General Steps to Convert XML to CSV in Python

Use xml.etree.ElementTree to load and retrieve data from the XML file.
Create a Workbook object using Spire.XLS.
Add a worksheet with Workbook.Worksheets.Add() .
Write extracted XML data into the worksheet using Worksheet.SetValue() .
Save the worksheet to a CSV file using Worksheet.SaveToFile() .

Basic Example: Convert XML to CSV with Python

Let’s start with a basic XML-to-CSV conversion. This example automatically generates headers by inspecting the first <book> element and then exports all child nodes into CSV.

from spire.xls import *
from spire.xls.common import *
import xml.etree.ElementTree as ET

# Create a Workbook object
workbook = Workbook()

# Remove default worksheets
workbook.Worksheets.Clear()

# Add a worksheet and name it
worksheet = workbook.Worksheets.Add("Books")

# Load an XML file
xml_tree = ET.parse("C:\\Users\\Administrator\\Desktop\\Books.xml")

# Get the root element of the XML tree
xml_root = xml_tree.getroot()

# Get the first the "book" element
first_book = xml_root.find("book")

# Extract header information and convert it into a list
header = list(first_book.iter())[1:]  

# Write header to Excel
for col_index, header_node in enumerate(header, start=1):
    header_text = header_node.tag
    worksheet.SetValue(1, col_index, header_text)

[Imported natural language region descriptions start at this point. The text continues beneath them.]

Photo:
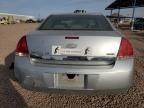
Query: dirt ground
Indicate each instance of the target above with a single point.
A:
(12, 95)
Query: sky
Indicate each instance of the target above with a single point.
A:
(42, 8)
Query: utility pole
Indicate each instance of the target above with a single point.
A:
(133, 14)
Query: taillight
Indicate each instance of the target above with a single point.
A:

# Write other data to Excel by iterating over each book element and each data node within it
row_index = 2
for book in xml_root.iter("book"):
    for col_index, data_node in enumerate(list(book.iter())[1:], start=1):  
        value = data_node.text
        header_text = list(header[col_index - 1].iter())[0].tag
        worksheet.SetValue(row_index, col_index, value)
    row_index += 1

# Save the document to an Excel file
worksheet.SaveToFile("output/XmlToCsv.csv", ",", Encoding.get_UTF8())

# Dispose resources
workbook.Dispose()

This script works well for simple, flat XML structures. It automatically generates headers (title, author, genre, price) and fills each row with corresponding values.

Output:

Python Convert XML to CSV

You might also be interested in: Convert XML to Excel and PDF in Python

Advanced Techniques

The basic script works in many cases, but XML often isn’t so simple. Let’s go through some advanced techniques to handle real-world scenarios.

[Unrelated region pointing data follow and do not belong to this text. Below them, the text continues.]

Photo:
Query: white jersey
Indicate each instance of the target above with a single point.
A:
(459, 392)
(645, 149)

Exporting Only Specific Elements

Sometimes your XML has more data than you need. Maybe you only want to export title and author, ignoring everything else.

from spire.xls import *
from spire.xls.common import *
import xml.etree.ElementTree as ET

# Create a Workbook object
workbook = Workbook()

# Remove default worksheets
workbook.Worksheets.Clear()

# Add a worksheet and name it
worksheet = workbook.Worksheets.Add("Books")

# Load the XML file
xml_tree = ET.parse(r"C:\Users\Administrator\Desktop\Books.xml")
xml_root = xml_tree.getroot()

# Define the elements you want to export
selected_elements = ["title", "author"]

# Write header
for col_index, tag in enumerate(selected_elements, start=1):
    worksheet.SetValue(1, col_index, tag)

# Write data
row_index = 2
for book in xml_root.iter("book"):
    for col_index, tag in enumerate(selected_elements, start=1):
        # Use findtext to handle missing values safely
        worksheet.SetValue(row_index, col_index, book.findtext(tag, ""))
    row_index += 1

# Save the document to a CSV file
worksheet.SaveToFile("output/XmlToCsv_Selected.csv", ",", Encoding.get_UTF8())

# Dispose resources
workbook.Dispose()

This approach ensures your CSV only contains the columns you care about.

Output:

Export specific elements from XML to CSV

Including XML Attributes in CSV

What if your XML contains important data stored as attributes, such as isbn? You can easily include them:

from spire.xls import *
from spire.xls.common import *
import xml.etree.ElementTree as ET

# Create a Workbook object
workbook = Workbook()

# Remove default worksheets
workbook.Worksheets.Clear()

# Add a worksheet and name it
worksheet = workbook.Worksheets.Add("Books")

# Load an XML file
xml_tree = ET.parse(r"C:\Users\Administrator\Desktop\Books.xml")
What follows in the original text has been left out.